In this little book Richard Brookhiser, who wrote a terrific biography of Washington, reproduces the 110 "Rules of Civility" in a much easier form to read than the original text (for example, check out an online version), along with a brief introductory essay and explanatory, often amusing, comments on many of the rules. Here are some examples (with Brookhiser's comments in italics where applicable) :

(1) Every action done in company ought to be done with some sign of respect to those that are present.

(4) In the presence of others, sing not to yourself with a humming noise or drum with your fingers or feet.

Don't carry a boom box either.

(13) Kill no vermin, as fleas, lice, ticks, etc., in the sight of others. If you see any filth or thick

spittle put your foot dexterously upon it, if it be upon the clothes of your companions put it off privately, and if it be upon your own clothes return thanks to him who puts it off.

Useful advice on the frontier. In 1748, when Washington was sixteen, he went surveying in

the Blue Ridge mountains and was obliged to sleep under "one thread bare blanket with double its weight of vermin." The last two clauses are useful anywhere: Don't embarrass those you help, and however embarrassed you may be to discover that you have been in a ludicrous or disgusting situation, don't forget to thank those who helped you out of it.

As the last example demonstrates, many of the rules seem at first to be hopelessly antiquated, but on further reflection, in the concern they display for personal dignity and humility, thoughtfulness of and respect for others, maintenance of civil standards, they are truly timeless. The final precept is the most famous and allows Brookhiser to sum up all that have come before :

(110) Labour to keep alive in your breast that little spark of celestial fire called conscience.

The only open reminder of what has been implicit all along: Petty morals and large morals are linked; there are no great spirits who do not pay attention to both; these little courtesies reflect, as in a pocket mirror, the social and the moral order.

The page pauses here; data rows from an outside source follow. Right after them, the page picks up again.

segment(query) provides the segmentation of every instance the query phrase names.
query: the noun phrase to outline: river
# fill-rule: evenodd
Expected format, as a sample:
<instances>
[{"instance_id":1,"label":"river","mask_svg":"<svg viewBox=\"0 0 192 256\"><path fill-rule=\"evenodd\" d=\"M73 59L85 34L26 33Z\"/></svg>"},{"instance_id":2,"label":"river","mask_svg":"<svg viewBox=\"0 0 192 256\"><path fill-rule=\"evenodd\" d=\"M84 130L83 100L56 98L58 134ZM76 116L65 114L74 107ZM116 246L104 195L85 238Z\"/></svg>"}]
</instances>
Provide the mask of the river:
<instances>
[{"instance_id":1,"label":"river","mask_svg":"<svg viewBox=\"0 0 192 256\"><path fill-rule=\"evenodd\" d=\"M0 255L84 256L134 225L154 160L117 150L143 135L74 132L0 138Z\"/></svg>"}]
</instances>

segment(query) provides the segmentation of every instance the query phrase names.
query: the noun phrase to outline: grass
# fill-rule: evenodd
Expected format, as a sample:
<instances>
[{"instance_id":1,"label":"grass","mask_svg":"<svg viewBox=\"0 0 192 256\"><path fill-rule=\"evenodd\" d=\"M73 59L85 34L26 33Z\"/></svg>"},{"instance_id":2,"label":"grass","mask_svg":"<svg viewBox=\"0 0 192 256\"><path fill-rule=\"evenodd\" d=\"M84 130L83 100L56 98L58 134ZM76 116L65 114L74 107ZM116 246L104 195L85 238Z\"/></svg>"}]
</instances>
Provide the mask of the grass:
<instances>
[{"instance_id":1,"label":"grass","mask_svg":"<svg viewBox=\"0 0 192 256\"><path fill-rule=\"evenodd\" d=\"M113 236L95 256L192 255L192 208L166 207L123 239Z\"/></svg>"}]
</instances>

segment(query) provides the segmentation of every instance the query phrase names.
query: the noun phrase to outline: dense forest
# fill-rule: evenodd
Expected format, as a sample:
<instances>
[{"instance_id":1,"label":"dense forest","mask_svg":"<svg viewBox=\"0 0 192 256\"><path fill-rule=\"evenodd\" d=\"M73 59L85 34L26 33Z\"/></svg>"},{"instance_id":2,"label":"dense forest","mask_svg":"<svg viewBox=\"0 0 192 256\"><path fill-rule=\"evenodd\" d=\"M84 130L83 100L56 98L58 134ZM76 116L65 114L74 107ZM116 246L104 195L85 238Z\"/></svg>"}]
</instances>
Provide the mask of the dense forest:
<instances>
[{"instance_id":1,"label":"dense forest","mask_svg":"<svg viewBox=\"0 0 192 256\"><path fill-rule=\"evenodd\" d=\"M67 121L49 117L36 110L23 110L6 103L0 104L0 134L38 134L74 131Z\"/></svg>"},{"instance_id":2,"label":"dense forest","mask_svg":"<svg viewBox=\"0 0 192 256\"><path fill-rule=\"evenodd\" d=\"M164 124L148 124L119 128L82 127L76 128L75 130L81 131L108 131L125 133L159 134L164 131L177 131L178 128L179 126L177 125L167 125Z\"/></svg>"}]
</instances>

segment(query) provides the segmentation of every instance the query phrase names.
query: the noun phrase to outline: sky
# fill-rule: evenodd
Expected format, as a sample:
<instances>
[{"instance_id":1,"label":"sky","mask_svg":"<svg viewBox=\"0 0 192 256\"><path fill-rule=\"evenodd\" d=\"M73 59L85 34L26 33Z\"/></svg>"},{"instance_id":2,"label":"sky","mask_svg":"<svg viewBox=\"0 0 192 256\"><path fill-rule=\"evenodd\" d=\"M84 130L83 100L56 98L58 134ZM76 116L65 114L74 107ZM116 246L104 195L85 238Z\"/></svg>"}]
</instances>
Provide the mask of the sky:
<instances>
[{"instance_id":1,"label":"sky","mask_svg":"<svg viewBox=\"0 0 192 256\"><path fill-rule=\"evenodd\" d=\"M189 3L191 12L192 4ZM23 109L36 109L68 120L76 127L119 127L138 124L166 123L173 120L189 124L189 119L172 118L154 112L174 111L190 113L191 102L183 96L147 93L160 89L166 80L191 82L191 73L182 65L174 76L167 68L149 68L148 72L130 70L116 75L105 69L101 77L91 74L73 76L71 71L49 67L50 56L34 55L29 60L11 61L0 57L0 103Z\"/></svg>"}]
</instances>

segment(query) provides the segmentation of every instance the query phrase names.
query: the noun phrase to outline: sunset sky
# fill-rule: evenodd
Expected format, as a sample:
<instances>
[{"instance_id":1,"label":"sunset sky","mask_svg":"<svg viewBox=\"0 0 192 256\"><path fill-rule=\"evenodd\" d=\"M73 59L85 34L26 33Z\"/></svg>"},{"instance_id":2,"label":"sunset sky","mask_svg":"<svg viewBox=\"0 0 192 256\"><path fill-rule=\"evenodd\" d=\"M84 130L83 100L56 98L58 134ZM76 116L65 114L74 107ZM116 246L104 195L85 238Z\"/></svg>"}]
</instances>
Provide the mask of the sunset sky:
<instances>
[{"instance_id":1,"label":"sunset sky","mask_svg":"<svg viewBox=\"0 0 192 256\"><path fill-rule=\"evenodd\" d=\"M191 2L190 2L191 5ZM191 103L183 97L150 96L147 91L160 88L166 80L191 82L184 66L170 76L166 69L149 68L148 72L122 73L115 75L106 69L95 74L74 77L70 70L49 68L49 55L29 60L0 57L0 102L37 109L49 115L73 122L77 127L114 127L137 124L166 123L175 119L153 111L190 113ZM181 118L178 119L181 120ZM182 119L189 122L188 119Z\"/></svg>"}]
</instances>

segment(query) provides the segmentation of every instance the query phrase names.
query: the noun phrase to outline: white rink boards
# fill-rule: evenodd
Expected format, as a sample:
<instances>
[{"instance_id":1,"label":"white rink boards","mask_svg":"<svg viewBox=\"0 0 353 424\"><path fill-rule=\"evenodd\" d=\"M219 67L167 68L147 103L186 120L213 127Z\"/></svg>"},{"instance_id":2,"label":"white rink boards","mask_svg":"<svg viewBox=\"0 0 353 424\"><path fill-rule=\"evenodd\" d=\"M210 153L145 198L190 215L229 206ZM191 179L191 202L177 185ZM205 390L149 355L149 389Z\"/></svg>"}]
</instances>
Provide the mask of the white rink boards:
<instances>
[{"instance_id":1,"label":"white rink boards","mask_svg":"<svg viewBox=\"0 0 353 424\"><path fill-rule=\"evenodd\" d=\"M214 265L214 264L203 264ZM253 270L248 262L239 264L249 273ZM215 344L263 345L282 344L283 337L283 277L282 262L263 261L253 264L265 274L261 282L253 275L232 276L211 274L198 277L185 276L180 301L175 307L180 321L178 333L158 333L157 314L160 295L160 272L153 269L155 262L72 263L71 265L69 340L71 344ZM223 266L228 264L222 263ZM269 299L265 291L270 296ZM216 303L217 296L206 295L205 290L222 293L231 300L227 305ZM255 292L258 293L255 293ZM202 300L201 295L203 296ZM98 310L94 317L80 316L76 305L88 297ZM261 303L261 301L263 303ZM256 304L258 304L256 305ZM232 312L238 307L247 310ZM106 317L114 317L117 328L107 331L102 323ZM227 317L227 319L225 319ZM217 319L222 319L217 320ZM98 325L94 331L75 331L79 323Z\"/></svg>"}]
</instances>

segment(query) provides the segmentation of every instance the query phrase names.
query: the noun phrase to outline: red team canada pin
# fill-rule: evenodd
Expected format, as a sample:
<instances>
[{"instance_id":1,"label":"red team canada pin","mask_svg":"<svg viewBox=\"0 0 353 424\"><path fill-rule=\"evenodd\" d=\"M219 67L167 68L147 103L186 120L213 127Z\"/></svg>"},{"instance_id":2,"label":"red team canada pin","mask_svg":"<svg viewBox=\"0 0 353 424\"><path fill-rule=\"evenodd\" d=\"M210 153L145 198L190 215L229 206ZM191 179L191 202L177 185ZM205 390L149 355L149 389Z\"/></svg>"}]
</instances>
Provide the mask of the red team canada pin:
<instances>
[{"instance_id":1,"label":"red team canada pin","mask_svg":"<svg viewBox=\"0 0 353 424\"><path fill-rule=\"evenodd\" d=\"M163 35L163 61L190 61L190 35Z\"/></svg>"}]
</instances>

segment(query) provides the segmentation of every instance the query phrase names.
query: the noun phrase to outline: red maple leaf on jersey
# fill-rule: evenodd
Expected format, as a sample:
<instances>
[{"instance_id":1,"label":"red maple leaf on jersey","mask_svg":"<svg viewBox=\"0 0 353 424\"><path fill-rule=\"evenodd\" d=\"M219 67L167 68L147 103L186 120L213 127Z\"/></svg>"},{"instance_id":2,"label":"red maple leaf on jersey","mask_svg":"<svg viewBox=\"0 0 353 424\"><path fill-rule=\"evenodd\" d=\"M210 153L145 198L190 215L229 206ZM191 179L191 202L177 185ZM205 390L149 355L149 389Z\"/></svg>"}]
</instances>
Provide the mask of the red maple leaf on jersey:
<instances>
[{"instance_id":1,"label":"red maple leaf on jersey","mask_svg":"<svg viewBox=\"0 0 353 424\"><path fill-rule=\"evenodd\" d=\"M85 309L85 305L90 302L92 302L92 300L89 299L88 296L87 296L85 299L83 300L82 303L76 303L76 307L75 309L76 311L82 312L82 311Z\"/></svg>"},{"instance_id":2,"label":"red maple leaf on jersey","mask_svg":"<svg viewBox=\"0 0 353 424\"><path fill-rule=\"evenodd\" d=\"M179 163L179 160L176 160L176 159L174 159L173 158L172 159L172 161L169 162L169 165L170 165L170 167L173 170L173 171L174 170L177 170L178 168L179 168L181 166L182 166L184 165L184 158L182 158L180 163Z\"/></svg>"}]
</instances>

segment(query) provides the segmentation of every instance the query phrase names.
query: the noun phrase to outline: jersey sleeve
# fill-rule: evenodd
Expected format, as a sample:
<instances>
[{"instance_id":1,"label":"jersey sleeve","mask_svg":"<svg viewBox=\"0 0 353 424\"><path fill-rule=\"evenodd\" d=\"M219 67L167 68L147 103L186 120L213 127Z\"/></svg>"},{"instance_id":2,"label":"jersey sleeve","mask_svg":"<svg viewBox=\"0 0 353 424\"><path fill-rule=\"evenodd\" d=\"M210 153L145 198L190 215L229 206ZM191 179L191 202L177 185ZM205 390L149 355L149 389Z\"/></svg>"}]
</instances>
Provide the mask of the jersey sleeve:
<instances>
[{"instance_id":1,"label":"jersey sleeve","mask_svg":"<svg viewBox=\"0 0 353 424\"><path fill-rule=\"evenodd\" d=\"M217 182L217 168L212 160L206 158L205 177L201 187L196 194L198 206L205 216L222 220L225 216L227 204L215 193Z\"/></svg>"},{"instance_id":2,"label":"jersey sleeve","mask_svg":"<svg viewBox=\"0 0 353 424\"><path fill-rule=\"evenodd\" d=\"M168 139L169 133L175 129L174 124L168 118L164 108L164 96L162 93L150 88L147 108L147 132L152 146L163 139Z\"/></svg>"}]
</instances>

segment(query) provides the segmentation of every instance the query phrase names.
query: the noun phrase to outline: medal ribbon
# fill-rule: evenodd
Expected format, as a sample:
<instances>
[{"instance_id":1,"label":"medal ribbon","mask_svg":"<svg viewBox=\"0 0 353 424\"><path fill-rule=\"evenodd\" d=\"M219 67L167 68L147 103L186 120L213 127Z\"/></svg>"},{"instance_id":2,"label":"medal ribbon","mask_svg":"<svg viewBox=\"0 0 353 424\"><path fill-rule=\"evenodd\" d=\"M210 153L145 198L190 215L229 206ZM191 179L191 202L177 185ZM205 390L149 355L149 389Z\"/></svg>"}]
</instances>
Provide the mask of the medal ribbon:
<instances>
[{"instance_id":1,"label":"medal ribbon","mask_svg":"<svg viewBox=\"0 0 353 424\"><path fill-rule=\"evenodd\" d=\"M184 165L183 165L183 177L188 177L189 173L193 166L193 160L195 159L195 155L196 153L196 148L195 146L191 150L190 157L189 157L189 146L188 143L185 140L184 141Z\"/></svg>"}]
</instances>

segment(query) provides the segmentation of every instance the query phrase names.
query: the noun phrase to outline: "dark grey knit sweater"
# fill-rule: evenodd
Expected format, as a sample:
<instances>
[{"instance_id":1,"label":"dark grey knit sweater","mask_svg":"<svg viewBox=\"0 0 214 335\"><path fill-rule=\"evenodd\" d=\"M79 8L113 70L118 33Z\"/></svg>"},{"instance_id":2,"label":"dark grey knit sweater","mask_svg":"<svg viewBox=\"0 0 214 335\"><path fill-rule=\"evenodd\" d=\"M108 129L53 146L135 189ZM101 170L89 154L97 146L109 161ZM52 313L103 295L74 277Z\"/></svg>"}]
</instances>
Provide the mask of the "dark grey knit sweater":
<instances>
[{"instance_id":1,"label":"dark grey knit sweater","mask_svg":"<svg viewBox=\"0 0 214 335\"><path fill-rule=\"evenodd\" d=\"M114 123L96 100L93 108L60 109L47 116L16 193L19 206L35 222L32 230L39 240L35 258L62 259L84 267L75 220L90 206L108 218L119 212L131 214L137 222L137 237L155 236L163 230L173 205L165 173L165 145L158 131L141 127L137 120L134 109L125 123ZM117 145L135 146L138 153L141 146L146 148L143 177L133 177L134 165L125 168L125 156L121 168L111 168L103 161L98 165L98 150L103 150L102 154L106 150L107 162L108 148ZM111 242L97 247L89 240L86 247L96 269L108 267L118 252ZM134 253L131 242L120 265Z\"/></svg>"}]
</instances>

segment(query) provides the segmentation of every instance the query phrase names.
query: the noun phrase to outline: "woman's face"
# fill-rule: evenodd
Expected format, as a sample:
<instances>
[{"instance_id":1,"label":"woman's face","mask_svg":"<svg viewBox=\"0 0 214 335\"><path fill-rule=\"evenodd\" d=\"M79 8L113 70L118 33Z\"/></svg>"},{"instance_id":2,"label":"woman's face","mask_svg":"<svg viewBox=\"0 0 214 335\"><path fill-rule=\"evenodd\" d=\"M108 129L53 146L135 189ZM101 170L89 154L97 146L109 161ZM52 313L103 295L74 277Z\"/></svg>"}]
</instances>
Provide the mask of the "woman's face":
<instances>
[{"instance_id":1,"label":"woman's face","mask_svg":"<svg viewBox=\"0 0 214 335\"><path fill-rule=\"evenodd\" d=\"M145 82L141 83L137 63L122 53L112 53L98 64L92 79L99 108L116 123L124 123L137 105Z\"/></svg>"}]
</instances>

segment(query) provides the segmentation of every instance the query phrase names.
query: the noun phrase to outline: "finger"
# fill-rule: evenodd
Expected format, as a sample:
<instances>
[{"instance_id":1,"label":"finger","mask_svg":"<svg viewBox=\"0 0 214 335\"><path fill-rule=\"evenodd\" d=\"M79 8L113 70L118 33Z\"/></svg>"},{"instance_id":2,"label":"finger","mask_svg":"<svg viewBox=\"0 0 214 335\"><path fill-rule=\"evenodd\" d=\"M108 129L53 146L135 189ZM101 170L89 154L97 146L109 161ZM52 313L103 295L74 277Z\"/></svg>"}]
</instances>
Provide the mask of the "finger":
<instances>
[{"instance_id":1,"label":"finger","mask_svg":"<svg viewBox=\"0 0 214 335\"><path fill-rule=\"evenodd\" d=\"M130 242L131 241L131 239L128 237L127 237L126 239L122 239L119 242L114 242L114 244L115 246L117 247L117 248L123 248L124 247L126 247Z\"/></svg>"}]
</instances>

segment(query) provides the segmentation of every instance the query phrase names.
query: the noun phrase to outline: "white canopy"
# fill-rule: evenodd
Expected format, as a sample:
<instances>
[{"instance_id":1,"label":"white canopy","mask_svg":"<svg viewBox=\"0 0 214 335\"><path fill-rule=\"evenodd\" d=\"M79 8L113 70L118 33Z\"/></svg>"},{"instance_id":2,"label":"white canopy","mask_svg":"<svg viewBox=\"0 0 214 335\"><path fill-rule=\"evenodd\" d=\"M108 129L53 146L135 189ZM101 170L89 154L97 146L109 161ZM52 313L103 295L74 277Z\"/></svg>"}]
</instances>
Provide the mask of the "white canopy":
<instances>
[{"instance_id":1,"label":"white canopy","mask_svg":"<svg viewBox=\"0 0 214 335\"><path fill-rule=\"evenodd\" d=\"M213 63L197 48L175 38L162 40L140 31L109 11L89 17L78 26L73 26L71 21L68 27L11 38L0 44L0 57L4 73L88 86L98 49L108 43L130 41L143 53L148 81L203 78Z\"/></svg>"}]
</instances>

And this is the significance of Washington's attention to these seemingly petty rules, that the conscience is only a spark and that it may be extinguished unless one labors to maintain it. Because Washington did take that labor seriously throughout his life, he had the reserve of respect and honor built up with others which enabled him to cow the rebellious officers at Newburgh and had the personal moral fiber which enabled him, at the vital moments in the life of the new republic, to refuse political power, both when it was there for the taking and when it was freely offered. In some sense, these 110 maxims helped to create the man of whom King George III said, when he heard that General Washington planned to surrender command of the Continental Army to retire to his farm :

If he indeed does that, he will be the greatest man in the world.

That assessment, from a humiliated enemy, was accurate then, and the bloody course of every subsequent revolution, suggests that it may understate the case.

GRADE : A

4-0 out of 5 stars Gone But Not Forgotten
Your reaction to this short booklet depends on your expectations. Overall I found the precepts that guided our first president still applicable for today. There are a few precepts that you and I would be hard pressed to put to use but for the most part we would do well to remember their counsel.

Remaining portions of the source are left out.